Carol Calabrese, a board-certified infection preventionist, gives us her expert opinion on using UVC disinfection to augment healthcare cleaning protocols.
As infection preventionists, it’s not uncommon to implement the use of different technologies to complement aseptic and sterile techniques. This includes such measures as placing CHG-impregnated patches over the insertion site of a central line, securement devices for central lines and foleys, silver-coated foley catheters, or CHG-impregnated dressings on surgical incisions — all done in an effort to aid in the prevention of healthcare-associated infections (HAIs).
And by using adjunct technologies — such as UVC disinfection — we can improve our infection prevention by helping offset any human error. In fact, two doctors — Dennis Maki and Richard Wenzel — have both said that if given a choice between relying on humans or technology, it’s always best to go with technology.
Of course, with the introduction of any new technology, it’s natural for some skepticism to be present until research can demonstrate its clinical effectiveness. But as you’ll see, UVC disinfection has been proven effective several times over.
The Foundation for Keeping Patients Safe
Maintaining good environmental hygiene is important to the prevention of HAIs. The 2003 CDC Environmental Infection Control Guidelines provide guidance for cleaning and disinfecting the healthcare environment, and in a 2010 supplement to those guidelines, Alice Guh and Philip Carling discussed the process of validation of cleaning effectiveness, placing special emphasis on the cleaning and disinfecting of high-touch surfaces with roles and responsibilities of whom is to clean medical equipment.
In more than eight studies, the results confirmed that patients who occupy a room that previously housed another patient with either VRE, MRSA, C. difficile, or A. baumannii infection or colonization have a 73% greater risk of acquiring that same pathogen. However, another five studies have demonstrated that with improved cleaning, you can see an average reduction of 40% in the transmission of MRSA, VRE, and A. Baumannii.

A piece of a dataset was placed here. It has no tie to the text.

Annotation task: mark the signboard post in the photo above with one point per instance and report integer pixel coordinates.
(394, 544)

Dr. Alfa’s 2015 article in AJIC found that daily use of an environmental disinfectant cleaner (with >80% compliance) was superior to a cleaner alone at reducing the rates of MRSA, VRE, and C. difficile.
A study by Dr. Rupak Datta demonstrated a reduction of MRSA and VRE among 10 ICUs using enhanced cleaning and disinfecting with the use of fluorescent marker validation.
The Need for UVC Disinfection
Yet even with the progress made in environmental cleaning, hand-to-surface and surface-to-hand transmission is still occurring and resulting in the potential risk of HAIs.
This is where the use of UVC disinfection technology is beneficial, as it complements the physical cleaning and disinfecting process already in place for high-touch surfaces.
Having been used in other settings for years, UVC disinfection units first surfaced in healthcare around 2010. And this 2017 study demonstrated a significant reduction of 94% in colonization & infection with the use of adjunct UVC disinfection technology.
Other studies continue to support the use of UVC disinfection adjunct technology as a method to reduce the risk of health-care associated infections and continue the battle against emerging pathogens.
Due to its demonstrated effective use in healthcare for over 12 years, my recommendation, as a board-certified infection preventionist, would be to incorporate the use of UVC disinfection technology as an essential component of any environmental hygiene program.